Concordei, e tudo correu bem até o dia em que ele resolveu dar companhia masculina às solitárias aves, acrescentando um jovem galo ao seu galinheiro. O impetuoso e novo “vizinho” tinha o peculiar hábito de cantar seu canto, a plenos pulmões, nas horas ímpares da madrugada! Uma, três, cinco horas e ele me acordava com suas escandalosas manifestações de virilidade com que, certamente, queria impressionar seu harém.
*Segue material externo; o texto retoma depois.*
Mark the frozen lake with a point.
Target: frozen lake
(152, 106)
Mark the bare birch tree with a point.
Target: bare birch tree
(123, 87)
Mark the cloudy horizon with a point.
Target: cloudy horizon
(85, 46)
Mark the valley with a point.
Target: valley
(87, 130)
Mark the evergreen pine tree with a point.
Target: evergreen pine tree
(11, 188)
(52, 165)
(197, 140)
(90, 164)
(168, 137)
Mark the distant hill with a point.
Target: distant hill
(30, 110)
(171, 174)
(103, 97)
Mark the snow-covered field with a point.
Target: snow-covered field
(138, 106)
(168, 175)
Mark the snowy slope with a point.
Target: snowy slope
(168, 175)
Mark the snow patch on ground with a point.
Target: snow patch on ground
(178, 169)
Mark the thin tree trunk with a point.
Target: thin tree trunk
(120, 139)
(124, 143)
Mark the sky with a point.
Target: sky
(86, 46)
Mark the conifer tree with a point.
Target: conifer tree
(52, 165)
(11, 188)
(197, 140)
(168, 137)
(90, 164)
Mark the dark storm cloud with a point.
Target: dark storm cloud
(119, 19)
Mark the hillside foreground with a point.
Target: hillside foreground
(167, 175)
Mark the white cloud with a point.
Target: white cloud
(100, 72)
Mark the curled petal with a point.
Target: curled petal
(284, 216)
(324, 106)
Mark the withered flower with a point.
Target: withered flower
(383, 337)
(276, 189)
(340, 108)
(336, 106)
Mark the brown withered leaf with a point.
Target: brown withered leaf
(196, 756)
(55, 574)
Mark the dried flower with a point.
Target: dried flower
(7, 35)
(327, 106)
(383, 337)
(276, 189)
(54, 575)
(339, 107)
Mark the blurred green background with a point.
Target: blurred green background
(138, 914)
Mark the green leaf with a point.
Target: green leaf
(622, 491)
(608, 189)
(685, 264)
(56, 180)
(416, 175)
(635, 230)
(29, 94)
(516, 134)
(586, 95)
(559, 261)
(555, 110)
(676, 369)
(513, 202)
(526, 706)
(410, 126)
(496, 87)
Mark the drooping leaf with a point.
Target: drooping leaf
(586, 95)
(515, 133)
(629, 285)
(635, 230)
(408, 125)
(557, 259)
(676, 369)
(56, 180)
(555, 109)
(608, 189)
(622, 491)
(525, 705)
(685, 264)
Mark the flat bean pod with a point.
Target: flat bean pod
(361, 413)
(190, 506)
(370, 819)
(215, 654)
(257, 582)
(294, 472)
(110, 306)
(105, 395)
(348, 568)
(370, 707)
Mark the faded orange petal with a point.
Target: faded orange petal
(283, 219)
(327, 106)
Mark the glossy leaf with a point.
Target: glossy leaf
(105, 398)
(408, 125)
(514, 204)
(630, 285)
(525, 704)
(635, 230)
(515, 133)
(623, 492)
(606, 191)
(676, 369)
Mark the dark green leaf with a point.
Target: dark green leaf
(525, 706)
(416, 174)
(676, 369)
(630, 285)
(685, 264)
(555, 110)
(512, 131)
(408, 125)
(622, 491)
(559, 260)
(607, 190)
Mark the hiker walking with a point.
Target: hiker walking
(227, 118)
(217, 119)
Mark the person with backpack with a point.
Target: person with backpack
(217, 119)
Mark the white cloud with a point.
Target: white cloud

Não me deixava mais dormir, o que nem os constantes bombardeios e até mesmo esporádicas bombas que caíam por perto, tinham conseguido!
Algum tempo depois, Joseph e eu tomávamos um café em minha varanda. Em dado momento, resolveu perguntar-me se as galinhas estavam me incomodando. Era minha chance: disse-lhe que as galinhas não, mas que o galo, sim. E expliquei porquê. Ouviu atentamente e, com a serenidade que fica bem a um bom juiz, sentenciou: “Carlos, se o galo está incomodando assim, mate-o!” Olhei-o nos olhos, recoloquei a xícara com café sobre a mesa, pedi-lhe licença, levantei-me, fui até o galinheiro, peguei o pobre galo e o entreguei à cozinheira, com a recomendação de que queria comê-lo no almoço daquele dia. “O pescoço”, deixei bem claro.
Voltei para a varanda e, ante o olhar um tanto estupefato do meu querido amigo e vizinho, respondi-lhe à pergunta sobre o que tinha ido fazer: “Fui cumprir uma ordem judicial”, lhe disse. E passamos a outros assuntos.
Enganam-se os que afirmam que “carne de pescoço é ruim”. Estão certos os que dizem que “decisão de um juiz não se discute, cumpre-se!”
(Barcelona, 30.7.2006)
A ARTE DE FAZER INIMIGOS
Tudo que se faz na vida requer ciência ou arte, por mais simples seja o que se faça. Fazer amigos, como todos sabem, exige conhecimento da natureza humana e virtudes capazes de atrair ao coração, o objetivo de seu desejo e afeto.
Fazer inimigos, por outro lado, exige sincero ou pretendido desconhecimento da alma do homem e defeitos e atitudes que consigam manter o objeto de seu ódio, ainda que à distância, ligados à sua mente e, sem que se pretenda, ao seu destino.
A intolerância, o preconceito, a deslealdade, o fanatismo, a inveja, a cobiça, o egoísmo e o orgulho são algumas das características dos que se dedicam à arte de fazer inimigos.
O conflito entre os israelenses e seus vizinhos desnuda a alma de seus atores e revela o enorme talento de cada um deles na ignóbil arte. Cegos pelo orgulho, são incapazes de reconhecer seus papéis e dar-se conta de suas responsabilidades na tragédia que produzem, dirigem e na qual atuam, com esmero de assassinos e suicidas.
Os deuses que veneram e em nome dos quais combatem não são o verdadeiro Deus de todos os homens. São deuses menores, divindades nascidas nos cantos tenebrosos do espírito humano, projeções virtuais de suas fraquezas mais torpes.
A vida de uma única criança, libanesa, palestina ou israelense, vale mais do que todas razões alegadas, todos os motivos pretendidos para o miserável conflito. Quem sabe uma das inúmeras pequenas vítimas de ambos os lados não viria a ser um grande cientista, um grande líder, um grande poeta?
Criem juízo, tomem vergonha e vençam seus verdadeiros e mais perigosos inimigos: vocês mesmos! Perdoem-se pelo passado e construam juntos o futuro que dizem querer para seus filhos, de Paz, Saúde e Progresso.